Amplifiers power is displayed as RMS power. This is the maximum unclipped power times .707. Clipping is when the sound wave producted (normally a nice smooth curved sin wave) starts to square off. When this squaring occours, the amplifier produces twice the total power. You would think this is a good thing, more power, however, due to the nature of the wave, it will actually damage your speakers. The best way to control clipping is properly setting your gains, as seen here
. Clipping not only damages your speakers, but will also damage your amp.
Some amps have crossovers in them, some have other features. Mostly these extra (non-crossover) features are a marketing gimmic.
Some amps make rated power (what you're told) and most don't. Most amps are tested at 14.4v, which in a car you will never get. You'll get approximately 13-13.5v. The good amps are rated at 12v and will actually make more power than advertized. The better companies send sheets that show the actual power produced by the amp, called a birthsheet.
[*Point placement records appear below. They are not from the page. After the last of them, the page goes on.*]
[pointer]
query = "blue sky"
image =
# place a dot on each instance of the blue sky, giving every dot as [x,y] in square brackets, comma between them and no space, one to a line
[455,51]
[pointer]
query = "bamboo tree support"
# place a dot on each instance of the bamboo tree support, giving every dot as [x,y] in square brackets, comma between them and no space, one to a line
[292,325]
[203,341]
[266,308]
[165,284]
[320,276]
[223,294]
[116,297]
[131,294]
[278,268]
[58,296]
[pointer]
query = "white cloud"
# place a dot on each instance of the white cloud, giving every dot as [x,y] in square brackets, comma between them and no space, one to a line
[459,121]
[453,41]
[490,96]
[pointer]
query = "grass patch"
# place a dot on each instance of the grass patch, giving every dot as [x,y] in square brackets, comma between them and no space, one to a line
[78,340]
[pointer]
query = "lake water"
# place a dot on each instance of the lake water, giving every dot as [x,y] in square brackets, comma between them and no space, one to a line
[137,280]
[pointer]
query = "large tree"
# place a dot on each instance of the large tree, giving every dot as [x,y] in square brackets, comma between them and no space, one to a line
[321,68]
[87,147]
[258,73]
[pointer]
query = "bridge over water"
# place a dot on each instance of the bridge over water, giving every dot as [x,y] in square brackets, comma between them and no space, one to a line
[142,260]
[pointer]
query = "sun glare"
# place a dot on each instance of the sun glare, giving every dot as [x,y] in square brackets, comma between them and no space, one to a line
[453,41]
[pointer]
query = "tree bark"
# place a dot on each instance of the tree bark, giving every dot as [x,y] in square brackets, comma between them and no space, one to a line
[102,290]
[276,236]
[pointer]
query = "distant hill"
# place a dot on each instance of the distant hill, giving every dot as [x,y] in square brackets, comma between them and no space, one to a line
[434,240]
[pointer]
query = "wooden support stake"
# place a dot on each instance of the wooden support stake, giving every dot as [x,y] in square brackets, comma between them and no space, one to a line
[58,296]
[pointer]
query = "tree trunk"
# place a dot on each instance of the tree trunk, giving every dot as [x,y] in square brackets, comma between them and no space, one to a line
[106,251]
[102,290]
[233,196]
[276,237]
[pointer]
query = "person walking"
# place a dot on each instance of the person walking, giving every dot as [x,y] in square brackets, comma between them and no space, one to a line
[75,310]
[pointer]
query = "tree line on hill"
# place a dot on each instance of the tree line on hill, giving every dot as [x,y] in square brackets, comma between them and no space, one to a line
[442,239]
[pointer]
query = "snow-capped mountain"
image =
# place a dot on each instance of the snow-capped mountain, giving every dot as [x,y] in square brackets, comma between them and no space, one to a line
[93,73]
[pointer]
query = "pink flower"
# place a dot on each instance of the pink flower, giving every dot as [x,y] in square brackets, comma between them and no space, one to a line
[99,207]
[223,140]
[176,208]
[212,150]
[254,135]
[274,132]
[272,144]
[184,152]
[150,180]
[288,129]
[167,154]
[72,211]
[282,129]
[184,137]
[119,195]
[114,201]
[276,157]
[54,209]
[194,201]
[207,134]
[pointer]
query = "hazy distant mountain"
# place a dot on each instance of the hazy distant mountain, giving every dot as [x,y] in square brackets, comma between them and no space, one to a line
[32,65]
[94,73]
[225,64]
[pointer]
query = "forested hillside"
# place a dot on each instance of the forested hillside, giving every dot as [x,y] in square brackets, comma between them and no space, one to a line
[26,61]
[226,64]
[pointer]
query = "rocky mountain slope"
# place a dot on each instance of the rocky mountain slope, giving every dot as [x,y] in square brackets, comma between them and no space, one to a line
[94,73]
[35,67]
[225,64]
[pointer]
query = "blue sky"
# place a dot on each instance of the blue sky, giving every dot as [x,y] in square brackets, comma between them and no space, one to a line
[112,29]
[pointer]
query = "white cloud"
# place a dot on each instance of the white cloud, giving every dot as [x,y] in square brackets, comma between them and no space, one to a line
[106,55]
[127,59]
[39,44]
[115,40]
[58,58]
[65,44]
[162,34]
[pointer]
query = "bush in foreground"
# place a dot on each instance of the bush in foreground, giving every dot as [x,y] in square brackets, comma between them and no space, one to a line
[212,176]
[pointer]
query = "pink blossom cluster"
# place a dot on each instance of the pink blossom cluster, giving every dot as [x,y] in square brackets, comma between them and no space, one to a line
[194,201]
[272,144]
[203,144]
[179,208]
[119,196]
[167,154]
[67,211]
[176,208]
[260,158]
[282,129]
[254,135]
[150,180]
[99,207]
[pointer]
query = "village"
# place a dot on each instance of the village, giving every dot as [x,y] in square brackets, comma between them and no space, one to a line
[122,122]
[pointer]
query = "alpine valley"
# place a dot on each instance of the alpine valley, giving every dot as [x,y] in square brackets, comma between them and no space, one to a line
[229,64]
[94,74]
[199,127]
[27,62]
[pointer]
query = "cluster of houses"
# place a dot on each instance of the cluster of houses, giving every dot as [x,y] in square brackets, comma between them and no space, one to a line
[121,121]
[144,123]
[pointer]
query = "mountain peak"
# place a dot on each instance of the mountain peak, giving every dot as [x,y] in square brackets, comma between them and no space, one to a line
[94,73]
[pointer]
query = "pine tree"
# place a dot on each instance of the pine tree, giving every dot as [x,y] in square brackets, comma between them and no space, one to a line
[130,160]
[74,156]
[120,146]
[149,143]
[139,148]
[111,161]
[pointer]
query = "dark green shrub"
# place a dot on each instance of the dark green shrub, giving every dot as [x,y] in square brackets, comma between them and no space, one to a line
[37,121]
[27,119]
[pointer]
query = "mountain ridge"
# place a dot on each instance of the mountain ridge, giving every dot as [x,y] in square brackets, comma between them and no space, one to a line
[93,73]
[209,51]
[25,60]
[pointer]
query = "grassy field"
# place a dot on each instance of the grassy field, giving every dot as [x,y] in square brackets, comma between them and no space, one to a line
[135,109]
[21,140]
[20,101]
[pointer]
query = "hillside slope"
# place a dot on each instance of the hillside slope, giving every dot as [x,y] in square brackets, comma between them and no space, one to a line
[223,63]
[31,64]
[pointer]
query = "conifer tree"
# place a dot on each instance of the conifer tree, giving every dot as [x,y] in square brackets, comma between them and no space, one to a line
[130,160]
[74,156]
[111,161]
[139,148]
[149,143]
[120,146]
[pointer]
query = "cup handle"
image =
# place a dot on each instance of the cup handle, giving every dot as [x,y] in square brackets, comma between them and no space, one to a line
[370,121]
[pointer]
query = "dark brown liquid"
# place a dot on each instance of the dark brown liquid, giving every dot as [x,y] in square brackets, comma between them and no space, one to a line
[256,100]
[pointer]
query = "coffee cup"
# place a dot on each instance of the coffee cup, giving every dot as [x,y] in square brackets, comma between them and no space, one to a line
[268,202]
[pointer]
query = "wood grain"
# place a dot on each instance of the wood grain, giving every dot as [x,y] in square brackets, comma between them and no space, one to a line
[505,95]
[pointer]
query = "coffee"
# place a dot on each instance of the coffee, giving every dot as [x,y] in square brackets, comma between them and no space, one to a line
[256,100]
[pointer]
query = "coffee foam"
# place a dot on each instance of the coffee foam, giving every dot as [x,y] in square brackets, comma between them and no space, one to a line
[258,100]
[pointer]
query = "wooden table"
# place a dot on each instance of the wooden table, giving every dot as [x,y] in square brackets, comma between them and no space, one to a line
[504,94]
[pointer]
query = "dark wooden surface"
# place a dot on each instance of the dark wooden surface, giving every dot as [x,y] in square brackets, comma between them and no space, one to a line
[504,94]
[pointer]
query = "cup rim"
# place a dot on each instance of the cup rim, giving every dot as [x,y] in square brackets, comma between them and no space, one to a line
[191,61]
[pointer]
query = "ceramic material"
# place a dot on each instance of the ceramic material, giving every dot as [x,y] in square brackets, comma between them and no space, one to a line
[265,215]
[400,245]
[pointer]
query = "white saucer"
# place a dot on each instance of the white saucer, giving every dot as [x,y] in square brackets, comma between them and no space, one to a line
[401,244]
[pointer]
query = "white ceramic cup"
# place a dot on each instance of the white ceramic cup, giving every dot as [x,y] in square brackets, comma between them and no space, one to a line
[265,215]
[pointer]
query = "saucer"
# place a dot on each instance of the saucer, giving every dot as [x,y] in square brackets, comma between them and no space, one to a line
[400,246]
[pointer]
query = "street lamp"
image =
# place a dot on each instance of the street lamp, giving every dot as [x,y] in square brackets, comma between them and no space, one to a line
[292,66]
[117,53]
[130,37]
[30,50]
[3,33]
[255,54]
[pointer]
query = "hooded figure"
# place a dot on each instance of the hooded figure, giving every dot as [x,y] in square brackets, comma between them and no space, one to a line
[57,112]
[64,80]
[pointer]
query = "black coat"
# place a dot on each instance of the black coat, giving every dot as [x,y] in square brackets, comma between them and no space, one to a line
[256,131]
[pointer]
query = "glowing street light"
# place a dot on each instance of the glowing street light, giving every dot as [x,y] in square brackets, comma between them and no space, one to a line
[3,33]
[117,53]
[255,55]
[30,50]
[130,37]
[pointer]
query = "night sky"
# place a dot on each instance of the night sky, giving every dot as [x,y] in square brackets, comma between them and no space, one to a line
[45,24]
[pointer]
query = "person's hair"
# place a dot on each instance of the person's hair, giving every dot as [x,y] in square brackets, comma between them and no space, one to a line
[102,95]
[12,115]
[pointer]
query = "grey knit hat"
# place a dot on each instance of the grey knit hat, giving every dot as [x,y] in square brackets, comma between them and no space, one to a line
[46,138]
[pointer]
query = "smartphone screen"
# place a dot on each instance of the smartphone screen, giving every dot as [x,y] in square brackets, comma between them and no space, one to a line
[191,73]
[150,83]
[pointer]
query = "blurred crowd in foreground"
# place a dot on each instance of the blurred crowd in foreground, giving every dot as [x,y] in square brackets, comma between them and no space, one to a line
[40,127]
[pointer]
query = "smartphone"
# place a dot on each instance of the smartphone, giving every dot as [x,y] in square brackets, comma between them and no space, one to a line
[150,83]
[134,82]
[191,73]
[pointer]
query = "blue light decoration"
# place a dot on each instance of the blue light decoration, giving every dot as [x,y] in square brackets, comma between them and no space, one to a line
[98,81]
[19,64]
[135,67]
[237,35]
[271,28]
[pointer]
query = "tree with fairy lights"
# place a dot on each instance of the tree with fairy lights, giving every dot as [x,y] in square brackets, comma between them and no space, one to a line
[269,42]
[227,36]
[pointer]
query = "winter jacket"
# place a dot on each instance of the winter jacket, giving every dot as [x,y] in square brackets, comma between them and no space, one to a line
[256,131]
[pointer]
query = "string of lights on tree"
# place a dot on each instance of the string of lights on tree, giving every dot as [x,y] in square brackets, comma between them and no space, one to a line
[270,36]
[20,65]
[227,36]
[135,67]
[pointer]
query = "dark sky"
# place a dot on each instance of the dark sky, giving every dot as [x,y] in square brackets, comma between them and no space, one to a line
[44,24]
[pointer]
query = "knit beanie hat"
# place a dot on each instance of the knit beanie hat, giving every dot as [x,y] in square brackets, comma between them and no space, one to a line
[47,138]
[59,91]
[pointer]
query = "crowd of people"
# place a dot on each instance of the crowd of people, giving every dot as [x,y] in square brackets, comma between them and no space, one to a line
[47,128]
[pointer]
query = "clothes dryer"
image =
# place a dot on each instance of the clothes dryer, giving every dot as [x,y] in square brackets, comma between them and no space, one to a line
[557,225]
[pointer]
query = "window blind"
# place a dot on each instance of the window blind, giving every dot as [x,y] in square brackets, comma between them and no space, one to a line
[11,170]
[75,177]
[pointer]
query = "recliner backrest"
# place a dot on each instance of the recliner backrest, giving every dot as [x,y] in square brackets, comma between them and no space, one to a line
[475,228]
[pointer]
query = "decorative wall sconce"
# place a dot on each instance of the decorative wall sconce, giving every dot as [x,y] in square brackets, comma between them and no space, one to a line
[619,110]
Amps put out certain power at certain "loads". A load is how much resistance a speaker has. Typically, the lower the load (smaller the number), the more power an amp will make. Most amps are stable to two ohms, some only 4, and some as low as .24ohms. In contrast, most speakers are four ohms. When the load is too low, the amplifier can go into protect mode, which is a "safe mode" for the amplifier that it may or may not come out of.
Some amps are bridgeable. What this means is that you can turn a two channel amp (left and right) into a single channel and get more power out of it.
Placement of amplifiers depend greatly on the amplifier. Some amplifiers get hotter than others, though, so their placement options are limited. Most amplifiers can be mounted anywhere or in any position. The heatsink of most amplifiers are designed for the amp to be most effective when the amp is mounted vertically. As long as there is airflow over the amplifier, it can be mounted in any position. This is how in show cars the amplifier can be mounted under plexy or in ampracks.
Audio Basics: Subwoofers
Sub x vs Sub y - search for the name of a sub, then post. Like woofers, this is better handled in a case-specific thread.
Things to look for:
SPL vs SQ
- this is how loud a woofer gets vs how good it sounds. Some can do both. What a sub can do is 100% dependant on the enclosure type
Sealed vs Ported vs Freeair vs Bandpassed.
- Sealed is just a sealed box, no holes. They're sonically accurate but inefficient and require more power to get louder
- Ported is a box with a hole in it, but the length and size of the hole are tuned to get extra output at a specific frequency. The box is more efficient, but requires lower power and the ability to properly design the enclosure.
- Freeair is no box, the woofer just sits there. It's not good for your speakers because you won't get any noticeable output and will damage the woofer.
- Infinate baffle is similar to free air except better =). It's technically 10x VAS (which just means a really really big sealed box. They are not very efficient (don't get as loud) and require lower power, but with the right woofer, can be sonic bliss
- Bandpass is simlar to a sealed box except the woofer fires into another box, which has a port tuned for a certain frequency. These are very efficient, the loudest of the boxes, at the cost of sound quality. They can achieve a flat response, but can have all kinds of delay and/or phasing problems.